14/5942 WSF, 14/5944 WSF
Datum uitspraak: 8 maart 2017
Centrale Raad van Beroep
Enkelvoudige kamer
Uitspraak op het hoger beroep tegen de uitspraak van de rechtbank Den Haag van
12 september 2014, 14/3111 en 14/3140 (aangevallen uitspraak)
Partijen:
[Appellant] te [woonplaats] (appellant)
de Minister van Onderwijs, Cultuur en Wetenschap (minister)
PROCESVERLOOP
Namens appellant heeft mr. H. Oldenhof, advocaat, hoger beroep ingesteld.
De minister heeft een verweerschrift ingediend.
De minister heeft een nader stuk ingediend.
Het onderzoek ter zitting heeft plaatsgevonden op 29 juni 2016. Appellant heeft zich laten vertegenwoordigen door mr. Oldenhof. De minister heeft zich laten vertegenwoordigen door mr. G.J.M. Naber.
OVERWEGINGEN
1.1.
De minister heeft, voor zover hier van belang, appellant met ingang van 1 februari 2013 studiefinanciering op grond van de Wet studiefinanciering 2000 (Wsf 2000) toegekend, berekend naar de norm die geldt voor een uitwonende studerende.
1.2.
Op 4 september 2013 hebben twee controleurs in opdracht van de minister onderzoek gedaan naar de woonsituatie van appellant. Van het onderzoek is op dezelfde dag een rapport opgemaakt.
1.3.
De minister heeft, voor zover hier van belang, op basis van dat rapport, bij besluit van
5 november 2013 de aan appellant toegekende studiefinanciering herzien, in die zin dat appellant vanaf 1 februari 2013 als thuiswonende studerende is aangemerkt. Bij besluit van
11 maart 2014 (bestreden besluit) heeft de minister het bezwaar van appellant tegen het besluit van 5 november 2013 ongegrond verklaard.
1.4.
Bij besluit van 18 maart 2014 heeft de minister een bestuurlijke boete aan appellant opgelegd.
2. Appellant heeft beroep ingesteld tegen het bestreden besluit alsmede tegen het besluit tot het opleggen van de boete. De rechtbank heeft het beroep van appellant – met instemming van partijen – tevens aangemerkt als een rechtstreeks beroep tegen het boetebesluit. Bij de aangevallen uitspraak heeft de rechtbank het beroep van appellant ongegrond verklaard.

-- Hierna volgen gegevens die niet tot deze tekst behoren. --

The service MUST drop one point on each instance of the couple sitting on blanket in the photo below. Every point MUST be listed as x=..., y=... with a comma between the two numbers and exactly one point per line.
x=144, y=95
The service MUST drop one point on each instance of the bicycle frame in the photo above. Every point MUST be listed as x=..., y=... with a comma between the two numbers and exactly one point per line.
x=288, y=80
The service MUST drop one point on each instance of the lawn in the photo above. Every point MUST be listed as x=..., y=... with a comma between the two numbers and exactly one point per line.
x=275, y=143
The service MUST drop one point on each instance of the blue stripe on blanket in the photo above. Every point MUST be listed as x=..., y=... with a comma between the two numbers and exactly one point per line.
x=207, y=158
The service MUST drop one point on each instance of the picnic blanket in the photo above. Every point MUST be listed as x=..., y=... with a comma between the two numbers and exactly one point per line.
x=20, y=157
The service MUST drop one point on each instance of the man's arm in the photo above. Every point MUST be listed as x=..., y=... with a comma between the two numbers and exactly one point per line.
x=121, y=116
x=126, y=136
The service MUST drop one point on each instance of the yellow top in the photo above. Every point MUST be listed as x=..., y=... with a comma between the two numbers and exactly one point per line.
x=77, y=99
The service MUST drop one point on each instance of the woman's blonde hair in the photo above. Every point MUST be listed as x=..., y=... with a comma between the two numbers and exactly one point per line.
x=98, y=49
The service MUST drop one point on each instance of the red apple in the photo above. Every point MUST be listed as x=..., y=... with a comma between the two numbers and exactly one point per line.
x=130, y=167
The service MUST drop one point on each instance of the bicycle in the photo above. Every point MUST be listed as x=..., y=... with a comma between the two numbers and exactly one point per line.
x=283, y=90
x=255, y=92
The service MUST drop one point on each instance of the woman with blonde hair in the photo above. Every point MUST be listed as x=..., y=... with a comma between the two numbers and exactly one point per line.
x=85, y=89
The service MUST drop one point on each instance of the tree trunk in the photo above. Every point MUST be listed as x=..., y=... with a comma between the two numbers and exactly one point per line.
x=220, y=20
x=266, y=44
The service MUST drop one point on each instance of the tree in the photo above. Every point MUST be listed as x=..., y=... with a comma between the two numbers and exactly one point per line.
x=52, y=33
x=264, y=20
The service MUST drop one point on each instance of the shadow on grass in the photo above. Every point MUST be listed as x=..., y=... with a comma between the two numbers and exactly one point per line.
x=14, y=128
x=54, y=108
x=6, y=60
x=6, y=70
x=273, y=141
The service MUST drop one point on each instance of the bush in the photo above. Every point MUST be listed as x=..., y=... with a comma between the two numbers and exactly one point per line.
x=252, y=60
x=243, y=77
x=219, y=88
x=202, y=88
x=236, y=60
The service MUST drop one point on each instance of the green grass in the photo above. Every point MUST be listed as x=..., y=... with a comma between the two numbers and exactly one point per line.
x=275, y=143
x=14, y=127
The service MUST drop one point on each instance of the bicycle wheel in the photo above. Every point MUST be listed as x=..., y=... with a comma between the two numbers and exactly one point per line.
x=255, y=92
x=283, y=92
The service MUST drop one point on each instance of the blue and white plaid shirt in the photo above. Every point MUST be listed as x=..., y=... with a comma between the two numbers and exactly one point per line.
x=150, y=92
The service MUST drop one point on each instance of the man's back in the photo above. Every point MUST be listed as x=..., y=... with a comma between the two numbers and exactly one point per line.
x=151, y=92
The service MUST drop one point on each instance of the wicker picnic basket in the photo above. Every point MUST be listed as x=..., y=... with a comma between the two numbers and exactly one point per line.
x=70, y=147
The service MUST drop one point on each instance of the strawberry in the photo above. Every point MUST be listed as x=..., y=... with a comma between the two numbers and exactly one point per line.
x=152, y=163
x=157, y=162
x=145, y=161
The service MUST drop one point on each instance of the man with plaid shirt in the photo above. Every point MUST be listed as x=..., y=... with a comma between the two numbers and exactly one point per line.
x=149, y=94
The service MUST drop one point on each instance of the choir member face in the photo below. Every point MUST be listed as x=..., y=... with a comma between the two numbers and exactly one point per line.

3. Appellant heeft zich in hoger beroep tegen de aangevallen uitspraak gekeerd.
4. De Raad oordeelt als volgt.
4.1.
Ingevolge artikel 9.1a, eerste lid, aanhef en onder a, van de Wsf 2000 zijn met het toezicht op de naleving van artikel 1.5 van de Wsf 2000 belast de bij besluit van de minister aangewezen ambtenaren of andere personen. Bij besluit van 19 april 2012, nr. HO&S/399254, zijn voor dit toezicht aangewezen – onder meer – personen werkzaam bij [naam B.V.]
4.2.
In zijn uitspraak van 4 januari 2017, ECLI:NL:CRVB:2017:2, heeft de Raad geoordeeld dat onder deze aanwijzing niet ook personen vallen die werkzaam zijn bij de werkmaatschappijen van [naam B.V.]
4.3.
Het onder 1.2 vermelde onderzoek is verricht door [naam A] en [naam B] . Het is de Raad ambtshalve bekend dat deze controleurs ten tijde van het onderzoek niet werkzaam waren bij [naam B.V.], maar bij één van haar werkmaatschappijen, zodat zij niet voor het toezicht bedoeld in artikel 1.5 van de Wsf 2000 waren aangewezen.
4.4.
Nu genoemde controleurs ook niet uit anderen hoofde bevoegd waren tot het houden van dat toezicht, is het door hen bij het onderzoek verzamelde bewijs onrechtmatig verkregen en moet dat bewijs, zoals ook volgt uit de onder 4.2 genoemde uitspraak, worden uitgesloten.
4.5.
Aangezien zonder de bevindingen van het onderzoek niet een voldoende feitelijke grondslag bestaat voor het standpunt van de minister dat appellant niet woont op het adres waaronder hij staat ingeschreven in de gemeentelijke basisadministratie persoonsgegevens, berusten het bestreden besluit en het besluit van 18 maart 2014 niet op een deugdelijke motivering.
4.6.
Nu de rechtbank het motiveringsgebrek niet heeft onderkend, komt de aangevallen uitspraak voor vernietiging in aanmerking. Doende wat de rechtbank – gelet op de door de rechtbank gekozen en niet bestreden aanpak – zou behoren te doen, zal de Raad het beroep tegen het bestreden besluit en het besluit van 18 maart 2014 gegrond verklaren en die besluiten vernietigen onderscheidenlijk herroepen wegens strijd met artikel 7:12, eerste lid, onderscheidenlijk artikel 3:46 van de Algemene wet bestuursrecht (Awb). De Raad ziet tevens aanleiding om met toepassing van artikel 8:72, derde lid, aanhef en onder b, van de Awb het besluit van 5 november 2013 te herroepen, nu daaraan hetzelfde gebrek kleeft. De Raad herroept de besluiten van 18 maart 2014 en 5 november 2013, nu, gelet op het tijdsverloop, niet aannemelijk is dat het gebrek in die besluiten kan worden hersteld.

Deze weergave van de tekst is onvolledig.